There are plenty of FTP clients around - a quick Google will throw up hundreds available just a click away. Some are pay-ware, some are shareware and, increasingly, some are open source. Of these FileZilla is definitely one to investigate if your are running on a Windows platform. Released under the GNU Public Licence (GPL), the FileZilla project, hosted on Sourceforge, includes two applications. The first, and the focus of this review is the FileZilla FTP Client, the second is the FTP Server which is not covered here at all.
Installation is very straightforward - download the setup.exe or the .zip, double-click on the executable and off you go. The standard install includes the program and documentation in English, but this can be changed and a custom install has options for other languages and the C++ source code of the program. Other choices during the install include selecting whether to use the Windows registry or an XML file (the better option in our opinion), and whether to remember passwords or not (a sensible security option for a shared machine, for example).

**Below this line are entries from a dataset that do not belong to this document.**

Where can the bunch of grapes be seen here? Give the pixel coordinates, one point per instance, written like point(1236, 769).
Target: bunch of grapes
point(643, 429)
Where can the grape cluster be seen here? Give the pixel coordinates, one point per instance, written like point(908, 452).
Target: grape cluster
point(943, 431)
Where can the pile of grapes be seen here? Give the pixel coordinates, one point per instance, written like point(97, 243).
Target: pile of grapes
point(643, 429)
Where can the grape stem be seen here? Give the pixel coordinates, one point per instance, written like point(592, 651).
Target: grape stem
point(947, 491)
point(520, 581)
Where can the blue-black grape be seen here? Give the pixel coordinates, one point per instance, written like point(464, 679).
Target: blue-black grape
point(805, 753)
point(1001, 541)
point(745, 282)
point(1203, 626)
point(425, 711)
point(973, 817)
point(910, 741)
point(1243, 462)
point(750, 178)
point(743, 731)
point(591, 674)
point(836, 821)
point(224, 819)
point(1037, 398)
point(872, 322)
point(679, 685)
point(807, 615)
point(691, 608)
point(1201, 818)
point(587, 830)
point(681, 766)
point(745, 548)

In use the program presents a very clean interface. The traditional tree view of the local machine and the remote host allow dragging and dropping of files and directories. The normal sorting options are available and right-clicking on files provides options to delete, rename, upload etc. In addition to the file views there is a simple terminal window that allows entry of FTP commands and echoes the FTP traffic when you drag and drop files or perform other operations with the mouse or using menu options. Finally, there is also a transfer progress pane at the bottom of the screen that indicates how well your FTP transfers are doing (or not). In all it's a very clean, very intuitive and very useable interface.
The management of host details is via the Site Manager. This is effectively a window into a simple database of sites that includes connection details (address, user name, password etc), as well as sets of preferences (including default directories, transfer mode and so on). This is familiar stuff if you've ever used another FTP client, but again this is a clean and useable interface. All of the entries in the Site Manager are available via a drop-down list on the tool-bar, making connection very easy.

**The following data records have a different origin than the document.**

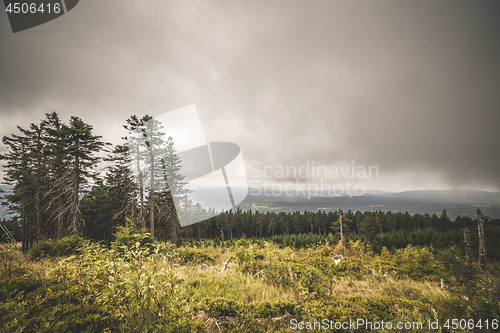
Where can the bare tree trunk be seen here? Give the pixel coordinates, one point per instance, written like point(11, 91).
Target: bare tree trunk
point(38, 209)
point(60, 221)
point(152, 198)
point(482, 249)
point(75, 210)
point(141, 189)
point(341, 227)
point(467, 247)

A nice option is that FileZilla allows multiple connections to be used. This means that multiple files can be transferred in parallel, and this is easily configured via the settings menu.
In addition to FTP, FileZilla also supports SFTP and GSS. All of the standard transfer features such as ASCII/Binary, compression, firewall settings and so on are all supported.
The program also has lots of nice but simple features. There's a quick connect option that allows connection to sites without having to create a new entry in the Site Manager (very useful if you want to download a device driver from a vendor site that you'll never visit again). It can also be set to remember settings when exiting, so if you visit the same site again and again everything is set up ready when you load the program again.
With such a good interface documentation isn't really an issue, but it does exist and it's very good. Better still is that there is a full help file which should answer most questions.
As you will have gathered by now, FileZilla gets the full TechBookReport seal of approval. It's our FTP client of choice on Windows, try it, it might become yours.